Sees you are not very well versed in the world of soldering because a really good trigger soldering iron is better than many of the best pencil type irons. Trigger irons only apply heat when the trigger is depressed but when you press that trigger the leads heat up almost instantly.

You most likely are not experienced enough to know how to solder a broad range of electronics. If you did that would never have left your fingertips and onto a forum. LOL

If you have access to a good Trigger style iron, I urge you to give it a proper try and see if you still feel the same way. Those mirror like shine solder points you see that look like liquid beads of mercury are best achieved with a quality iron that heats things up to a high temperature in the least amount of time, and usually the ones the can do that most efficiently are the larger, more powerful trigger irons.

Alos, to make life easier on you, use an alligator clip to hold your leads when soldering because the worst thing you can do while the solder point is cooling is to move it. You wan to keep it still until it solidifies.

More important than anything is proper tinning of the wire leads. This is something you need to practice to learn how to get it perfect. Most people either apply too much or too little or none at all and thus end up with less than desirable solder jobs. The proper way to do it it so hold the wire onto the hot iron tip and then press the solder over the opposite side of the wire so as to apply pressure towards the iron Once the heat builds up to the optimum temperature, the wire will begin to absorb the solder. Once this process begins, move the solder to cover the entire exposed lead. Once that's done YOU WANT TO LOOK AT THE UNDERSIDE as the side that was in direct contact with the iron seldom ins thoroughly and you must then apply a touch of solder to omelet the tinning of the lead. You only need to allow the wire absorb just enough that all the strands are coated and not much more. Doing so means solder will work its way farther up the lead than you'd want, The more solder you allow it to absorb, the further down the wire it will travel and the wire will be stiff to the furthest point the solder travels which defeats the purpose of having flexible wire.
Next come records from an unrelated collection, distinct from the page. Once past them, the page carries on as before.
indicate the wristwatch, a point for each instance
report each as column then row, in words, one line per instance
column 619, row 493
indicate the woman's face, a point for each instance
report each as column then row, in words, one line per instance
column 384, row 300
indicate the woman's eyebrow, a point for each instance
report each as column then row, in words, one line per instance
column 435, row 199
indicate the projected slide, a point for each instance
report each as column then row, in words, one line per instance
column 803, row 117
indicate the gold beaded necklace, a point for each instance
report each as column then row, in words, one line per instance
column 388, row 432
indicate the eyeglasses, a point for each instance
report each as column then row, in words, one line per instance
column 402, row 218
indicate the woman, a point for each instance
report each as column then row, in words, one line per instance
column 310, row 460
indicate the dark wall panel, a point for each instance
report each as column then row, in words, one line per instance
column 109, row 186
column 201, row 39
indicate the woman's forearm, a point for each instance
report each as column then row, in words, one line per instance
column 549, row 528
ALSO, Strip the least amount of wire possible. I generally strip just over 1/16" and tin properly. Some hard leads like on motors can have some sort of coating on them which makes it difficult for solder to adhere to. In these instances you can do a few things to roughen up the surface so that solder has something to hold onto. I prefer an emery board to scuff it up a tad and then heat the surface and then slide the solder to the end of the iron and leave as small a bead as necessary to ensure a good sold point. Then simultaneously heat the wire and solder point so they liquify and mate them together, apply a touch more heat and allow to cool. DONE!!!

One day I will make an HD series of videos on the subject. I just need to get another quality iron because I loaned mine to a "friend" and they up and moved and took it with them.

racer1812 12-10-2013 06:34 AM

Done right your joints should look like this...

lbenton 12-10-2013 06:45 AM

I agree that these look like cold joints. It takes some practice to do a good job with the soldering iron after you get a good lesson or two. There are plenty of good youtube videos to be searched out if you can not get a human teacher there.

You want an iron that gets hot enough. (but you do not want to cook what you plan to solder, it should be a quick maneuver and not require more than a couple of seconds of contact)
You will want some Rosin Soldering Flux to dip the stripped wire tip into before you start, it helps a lot to draw the solder in for good contact.
You will need to tin the wires and tabs with solder before you join them, as well as the tip of the iron.

The solder should be shiny and smooth, if it is dull or lumpy you did not get a good joint. As you tin the tabs the solder should sort of flatten out to cover the usable surface off the tab, if it is beaded up in a ball you did not get it on there.